The launch of a new season in your youth ministry is almost always exciting and full of momentum. But fast-forward a few months, and your “best-laid plans” have not come together the way you’d hoped. The people who promised to help set things in motion are now distancing themselves. Even pieces of the plan that seemed nicely tied up are beginning to unravel. There’s more fallout than movement, more mess than progress.
Even Jesus had to make it through the mess in the middle. After years of mentoring his disciples, they still didn’t seem to get it. Paul must’ve felt like bailing when he heard stories of Corinthian “saints” battling and backbiting each other. The early Christians miraculously made it through the middle, staying the course even as they watched their brothers and sisters die brutal deaths at the hands of the Romans.
Most ministry ideas fail not because they aren’t good ideas but because we neglect to manage the mess in the middle. Here’s what it takes to make it through:
Expect it. Can we please stop being surprised when most things just don’t work right out of the chute?
Don’t react. It’s easy to get defensive when so-called “partners” begin to criticize us for the ideas they helped come up with. Instead, listen. Take notes. Nod your head and say, “Hmm….” Whatever you do, just don’t launch into a dissertation on why you’re right.
Don’t bail. New ideas frequently fall flat because we get tired of slogging through the details. There are calls to be made, minutiae to be managed, and volunteers to be replaced—none of which we ever anticipate. Avoid the temptation to call it quits. Treat this time of perseverance as if it was God’s Waiting Room—God’s Waiting Room
Work it. When setbacks emerge and morass stalls movement, remember this key: The process usually works if we keep working the process.
Tell it. Recapture the narrative of what Jesus is doing and of the grace that’s coming, even amid the mess of the current renovation.

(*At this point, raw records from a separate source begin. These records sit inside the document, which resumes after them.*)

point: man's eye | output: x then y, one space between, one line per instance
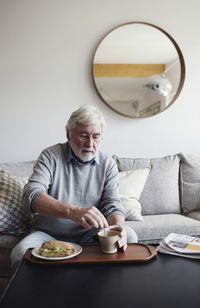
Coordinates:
84 136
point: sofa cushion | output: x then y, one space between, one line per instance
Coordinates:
190 182
13 216
131 184
156 227
21 169
161 191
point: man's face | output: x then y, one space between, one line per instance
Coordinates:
84 140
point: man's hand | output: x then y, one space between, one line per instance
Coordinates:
88 217
122 242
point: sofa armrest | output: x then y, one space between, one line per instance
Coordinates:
194 215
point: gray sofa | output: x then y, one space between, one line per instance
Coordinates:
166 200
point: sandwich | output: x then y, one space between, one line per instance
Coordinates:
56 249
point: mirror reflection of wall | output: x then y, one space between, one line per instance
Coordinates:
138 70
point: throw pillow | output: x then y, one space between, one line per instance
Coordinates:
131 184
161 192
190 183
13 216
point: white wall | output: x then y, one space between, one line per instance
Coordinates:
46 50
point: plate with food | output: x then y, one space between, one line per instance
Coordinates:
56 250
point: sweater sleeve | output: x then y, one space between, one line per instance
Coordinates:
39 181
110 202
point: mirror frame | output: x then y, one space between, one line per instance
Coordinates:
182 67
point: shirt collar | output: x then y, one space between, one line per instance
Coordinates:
71 156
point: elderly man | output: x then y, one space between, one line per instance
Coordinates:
73 191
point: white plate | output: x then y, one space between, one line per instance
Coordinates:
77 250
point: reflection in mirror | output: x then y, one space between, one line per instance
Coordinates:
138 70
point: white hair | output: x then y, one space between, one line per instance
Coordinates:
86 115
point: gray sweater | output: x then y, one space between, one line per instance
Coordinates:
67 180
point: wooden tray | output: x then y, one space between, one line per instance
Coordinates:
135 252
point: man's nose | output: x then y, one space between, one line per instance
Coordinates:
90 141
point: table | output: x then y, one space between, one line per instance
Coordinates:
165 281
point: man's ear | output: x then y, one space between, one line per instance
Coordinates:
68 135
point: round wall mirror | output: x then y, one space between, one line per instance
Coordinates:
138 70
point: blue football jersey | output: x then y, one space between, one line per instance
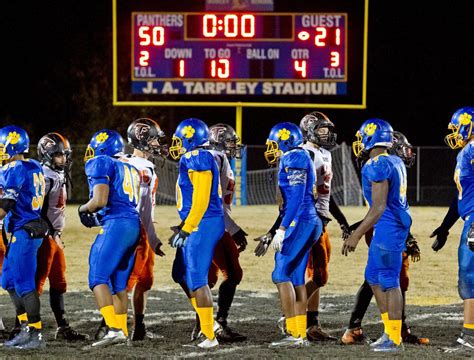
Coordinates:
124 186
197 160
22 181
464 179
296 178
391 168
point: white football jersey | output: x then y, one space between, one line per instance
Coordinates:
227 182
323 165
54 205
146 202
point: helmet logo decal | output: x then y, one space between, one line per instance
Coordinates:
101 137
13 138
188 132
141 130
370 129
465 119
47 143
284 134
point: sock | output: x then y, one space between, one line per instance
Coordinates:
312 318
139 320
32 307
301 325
291 326
363 298
56 300
22 318
36 325
468 329
385 322
122 322
395 331
193 303
108 312
206 317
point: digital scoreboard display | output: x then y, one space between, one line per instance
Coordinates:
245 56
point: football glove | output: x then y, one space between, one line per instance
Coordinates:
277 242
264 243
88 219
470 237
240 239
412 248
441 238
179 239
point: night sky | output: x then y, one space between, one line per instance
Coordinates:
420 70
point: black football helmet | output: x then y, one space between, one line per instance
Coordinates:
53 144
403 149
311 124
146 135
222 137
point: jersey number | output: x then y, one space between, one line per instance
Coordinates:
131 183
40 187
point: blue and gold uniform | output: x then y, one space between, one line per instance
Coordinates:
113 252
391 230
464 178
23 182
202 214
296 178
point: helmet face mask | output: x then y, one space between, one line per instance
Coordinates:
13 141
50 147
222 137
319 130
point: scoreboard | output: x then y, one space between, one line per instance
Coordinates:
182 51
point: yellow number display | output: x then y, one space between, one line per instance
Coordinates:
40 188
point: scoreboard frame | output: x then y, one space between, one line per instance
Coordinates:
237 104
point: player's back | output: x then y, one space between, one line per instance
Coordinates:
390 168
123 180
23 181
296 168
198 160
464 179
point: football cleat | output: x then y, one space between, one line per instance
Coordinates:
409 338
69 334
315 333
388 346
18 337
287 342
354 336
226 334
101 332
35 340
111 338
464 344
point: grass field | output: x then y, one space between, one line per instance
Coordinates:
434 308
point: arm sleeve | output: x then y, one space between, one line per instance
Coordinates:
202 184
452 215
297 180
336 212
99 170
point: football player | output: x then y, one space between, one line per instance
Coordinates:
114 192
224 146
461 137
299 229
54 153
384 185
354 334
199 203
318 132
22 189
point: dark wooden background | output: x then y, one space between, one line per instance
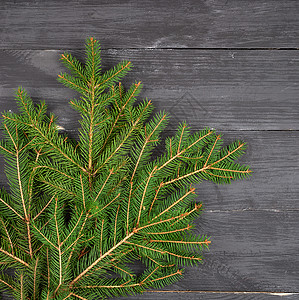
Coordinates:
231 65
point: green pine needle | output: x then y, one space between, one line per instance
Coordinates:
79 213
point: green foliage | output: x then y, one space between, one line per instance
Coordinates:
78 213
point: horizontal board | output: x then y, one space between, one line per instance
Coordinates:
224 89
250 251
212 296
153 24
274 160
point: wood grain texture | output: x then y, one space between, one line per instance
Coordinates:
154 24
224 89
212 296
253 224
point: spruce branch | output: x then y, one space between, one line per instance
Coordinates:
79 212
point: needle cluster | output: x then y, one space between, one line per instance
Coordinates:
78 213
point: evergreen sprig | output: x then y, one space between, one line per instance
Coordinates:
79 213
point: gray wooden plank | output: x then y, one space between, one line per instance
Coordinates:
274 159
212 296
229 90
155 24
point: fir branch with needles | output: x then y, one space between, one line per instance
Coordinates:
79 212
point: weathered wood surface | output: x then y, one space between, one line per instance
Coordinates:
213 296
225 89
199 61
274 159
155 24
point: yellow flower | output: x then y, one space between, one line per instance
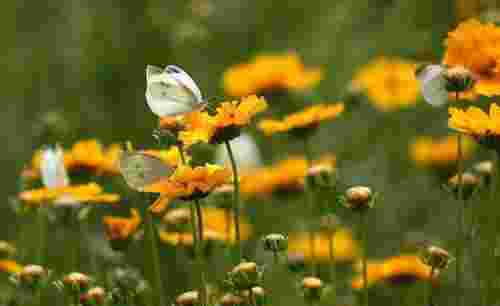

The messy middle is part of any worthy enterprise, part of every ministry calling. So whatever mess you currently find yourself in—whether it’s a new student-leadership program, a new worship launch, a different way of keeping up with all the teenagers you’ve been given—make it your mission to make it through the mess in the middle. The experience will be invaluable, and the rewards will be amazing.